Decompondo o «rearmamento» (I)

Joel Moriano

Na passada semana, dois momentos marcaram o caminho militarista que a União Europeia pretende aprofundar ainda mais nos próximos anos. Por um lado, o anúncio da presidente da Comissão Europeia da apresentação da proposta do chamado programa «Rearmar a Europa», que terá como objectivo gastar, pelo menos, 800 mil milhões de euros em armamento e na promoção da «economia de guerra». Por outro lado, a bênção do Conselho Europeu a este programa e o pedido de ainda mais meios para gastar em armas, na confrontação e na guerra.
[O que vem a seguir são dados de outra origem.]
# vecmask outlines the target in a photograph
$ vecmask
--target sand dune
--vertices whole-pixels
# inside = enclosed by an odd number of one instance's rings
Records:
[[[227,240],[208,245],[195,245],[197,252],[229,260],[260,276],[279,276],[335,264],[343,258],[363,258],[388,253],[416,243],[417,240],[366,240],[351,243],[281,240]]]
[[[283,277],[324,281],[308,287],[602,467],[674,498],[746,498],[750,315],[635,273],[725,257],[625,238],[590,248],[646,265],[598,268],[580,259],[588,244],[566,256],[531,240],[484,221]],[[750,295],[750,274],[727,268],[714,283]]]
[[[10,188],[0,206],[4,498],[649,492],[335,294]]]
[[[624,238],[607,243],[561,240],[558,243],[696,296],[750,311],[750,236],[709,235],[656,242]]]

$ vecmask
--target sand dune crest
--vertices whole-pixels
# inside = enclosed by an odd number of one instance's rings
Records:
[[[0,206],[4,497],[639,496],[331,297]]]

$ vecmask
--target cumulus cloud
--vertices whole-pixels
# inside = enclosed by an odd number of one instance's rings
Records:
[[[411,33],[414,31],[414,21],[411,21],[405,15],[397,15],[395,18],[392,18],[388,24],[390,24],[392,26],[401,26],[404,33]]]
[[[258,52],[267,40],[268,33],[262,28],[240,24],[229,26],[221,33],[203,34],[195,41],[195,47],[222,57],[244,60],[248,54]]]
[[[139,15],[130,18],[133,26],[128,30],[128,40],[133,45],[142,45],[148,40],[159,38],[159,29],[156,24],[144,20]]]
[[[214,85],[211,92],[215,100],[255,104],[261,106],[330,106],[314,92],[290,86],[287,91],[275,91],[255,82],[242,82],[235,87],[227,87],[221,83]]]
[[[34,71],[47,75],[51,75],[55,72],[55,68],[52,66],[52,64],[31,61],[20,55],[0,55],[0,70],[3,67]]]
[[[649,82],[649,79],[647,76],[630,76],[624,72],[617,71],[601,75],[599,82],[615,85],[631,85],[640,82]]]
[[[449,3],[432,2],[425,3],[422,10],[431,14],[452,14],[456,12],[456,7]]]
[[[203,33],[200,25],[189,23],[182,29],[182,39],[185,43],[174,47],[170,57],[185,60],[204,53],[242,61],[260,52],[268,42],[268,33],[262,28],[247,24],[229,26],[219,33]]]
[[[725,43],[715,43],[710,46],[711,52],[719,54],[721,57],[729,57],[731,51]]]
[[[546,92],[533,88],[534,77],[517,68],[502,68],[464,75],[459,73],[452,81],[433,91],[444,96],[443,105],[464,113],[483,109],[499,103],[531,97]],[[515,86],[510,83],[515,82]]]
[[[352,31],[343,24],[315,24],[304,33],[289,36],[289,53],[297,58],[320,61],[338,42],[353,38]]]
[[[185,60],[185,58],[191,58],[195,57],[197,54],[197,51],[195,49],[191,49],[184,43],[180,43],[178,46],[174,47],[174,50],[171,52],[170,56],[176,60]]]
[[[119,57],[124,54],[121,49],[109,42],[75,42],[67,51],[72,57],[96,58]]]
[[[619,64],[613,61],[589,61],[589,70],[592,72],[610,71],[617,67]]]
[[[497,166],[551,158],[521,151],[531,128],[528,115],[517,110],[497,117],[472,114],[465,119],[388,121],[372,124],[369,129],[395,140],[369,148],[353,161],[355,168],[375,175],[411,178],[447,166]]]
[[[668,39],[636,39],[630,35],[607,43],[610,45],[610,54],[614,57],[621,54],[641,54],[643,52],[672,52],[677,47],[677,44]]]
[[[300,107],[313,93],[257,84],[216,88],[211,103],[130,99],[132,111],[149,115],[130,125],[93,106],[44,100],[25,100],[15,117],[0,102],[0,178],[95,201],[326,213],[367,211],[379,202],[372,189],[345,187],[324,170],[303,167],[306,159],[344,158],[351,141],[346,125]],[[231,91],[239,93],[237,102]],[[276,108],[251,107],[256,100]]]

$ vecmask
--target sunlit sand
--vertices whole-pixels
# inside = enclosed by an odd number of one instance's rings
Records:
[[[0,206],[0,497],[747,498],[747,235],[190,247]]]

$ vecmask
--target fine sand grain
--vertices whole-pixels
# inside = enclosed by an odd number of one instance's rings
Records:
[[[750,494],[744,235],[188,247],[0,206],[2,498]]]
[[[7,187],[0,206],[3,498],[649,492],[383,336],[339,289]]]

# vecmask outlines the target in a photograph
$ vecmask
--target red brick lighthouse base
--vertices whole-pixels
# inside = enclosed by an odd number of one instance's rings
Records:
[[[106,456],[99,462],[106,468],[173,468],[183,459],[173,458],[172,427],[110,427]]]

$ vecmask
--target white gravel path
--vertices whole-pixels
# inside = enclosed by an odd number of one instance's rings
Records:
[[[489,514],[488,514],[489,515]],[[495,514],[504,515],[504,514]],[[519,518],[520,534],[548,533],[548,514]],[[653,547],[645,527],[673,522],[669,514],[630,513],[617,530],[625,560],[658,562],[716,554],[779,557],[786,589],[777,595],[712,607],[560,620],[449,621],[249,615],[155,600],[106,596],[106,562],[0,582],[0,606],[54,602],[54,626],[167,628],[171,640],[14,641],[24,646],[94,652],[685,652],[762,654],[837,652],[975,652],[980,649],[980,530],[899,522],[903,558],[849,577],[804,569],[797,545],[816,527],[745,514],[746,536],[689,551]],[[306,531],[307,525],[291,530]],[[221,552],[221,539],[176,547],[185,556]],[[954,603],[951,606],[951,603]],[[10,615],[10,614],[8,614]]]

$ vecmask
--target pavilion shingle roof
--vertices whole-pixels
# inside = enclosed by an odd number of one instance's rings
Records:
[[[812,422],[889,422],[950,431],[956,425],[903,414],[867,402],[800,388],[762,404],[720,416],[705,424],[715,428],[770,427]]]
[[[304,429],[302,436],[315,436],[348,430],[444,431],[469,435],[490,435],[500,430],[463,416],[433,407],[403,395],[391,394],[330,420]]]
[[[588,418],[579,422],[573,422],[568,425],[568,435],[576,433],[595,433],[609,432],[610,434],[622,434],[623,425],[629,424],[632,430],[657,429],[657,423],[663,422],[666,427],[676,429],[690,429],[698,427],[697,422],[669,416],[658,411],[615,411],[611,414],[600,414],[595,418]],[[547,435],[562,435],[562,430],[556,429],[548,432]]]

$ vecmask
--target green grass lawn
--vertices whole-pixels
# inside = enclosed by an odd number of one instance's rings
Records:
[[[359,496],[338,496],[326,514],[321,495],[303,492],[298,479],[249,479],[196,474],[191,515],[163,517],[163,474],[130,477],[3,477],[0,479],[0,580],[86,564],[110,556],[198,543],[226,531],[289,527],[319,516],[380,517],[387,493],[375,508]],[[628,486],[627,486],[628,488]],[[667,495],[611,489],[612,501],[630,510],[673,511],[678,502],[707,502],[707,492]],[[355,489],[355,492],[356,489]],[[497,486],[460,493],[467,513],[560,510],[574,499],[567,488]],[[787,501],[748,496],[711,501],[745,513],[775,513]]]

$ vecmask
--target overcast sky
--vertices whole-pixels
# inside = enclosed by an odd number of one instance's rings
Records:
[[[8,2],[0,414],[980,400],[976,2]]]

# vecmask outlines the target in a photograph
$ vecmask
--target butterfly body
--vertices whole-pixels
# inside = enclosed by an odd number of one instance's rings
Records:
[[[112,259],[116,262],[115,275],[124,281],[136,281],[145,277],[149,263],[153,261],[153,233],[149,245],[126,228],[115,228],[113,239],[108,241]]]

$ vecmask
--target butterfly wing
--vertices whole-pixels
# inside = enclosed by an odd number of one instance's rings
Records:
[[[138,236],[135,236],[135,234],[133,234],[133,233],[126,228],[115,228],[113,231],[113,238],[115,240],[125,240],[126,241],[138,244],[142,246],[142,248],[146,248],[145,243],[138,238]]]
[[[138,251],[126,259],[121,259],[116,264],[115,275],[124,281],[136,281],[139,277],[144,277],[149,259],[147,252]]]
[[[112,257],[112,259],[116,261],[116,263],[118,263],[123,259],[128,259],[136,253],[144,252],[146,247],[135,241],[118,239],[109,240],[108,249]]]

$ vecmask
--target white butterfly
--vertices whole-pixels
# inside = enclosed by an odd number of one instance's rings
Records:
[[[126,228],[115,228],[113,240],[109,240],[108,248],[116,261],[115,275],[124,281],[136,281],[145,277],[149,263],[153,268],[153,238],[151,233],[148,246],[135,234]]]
Os 800 mil milhões de euros que pretendem gastar nos próximos quatro anos são o equivalente a 14 anos da política de coesão (tendo como referência os valores do actual QFP) ou a 56 anos de Fundo Social Europeu +, que tem entre os seus objectivos o combate à pobreza e à exclusão social.

Este «plano» é composto por 5 eixos.

O primeiro eixo é o da activação da cláusula de derrogação do Pacto de Estabilidade e Crescimento para os chamados «investimentos» em defesa. Isto significa que as despesas assim consideradas não serão tidas em conta para efeitos de contabilização dos limites de défice em 3% do PIB e de dívida em 60% do PIB. O objectivo desta medida é que os Estados aumentem a despesa na militarização em, pelo menos, 1,5%, 650 mil milhões de euros no total. O que em Portugal representará, pelo menos, 4,3 mil milhões de euros.

Esta medida é a tentativa de resposta às críticas que têm sido feitas às declarações de responsáveis da UE e da NATO que defendiam o aumento da despesa em armamento à custa da diminuição do investimento na saúde ou nas pensões. Dizem agora que com esta derrogação já não será necessário cortar nos serviços públicos e funções sociais dos Estados mas essa é uma falsa resposta à crítica.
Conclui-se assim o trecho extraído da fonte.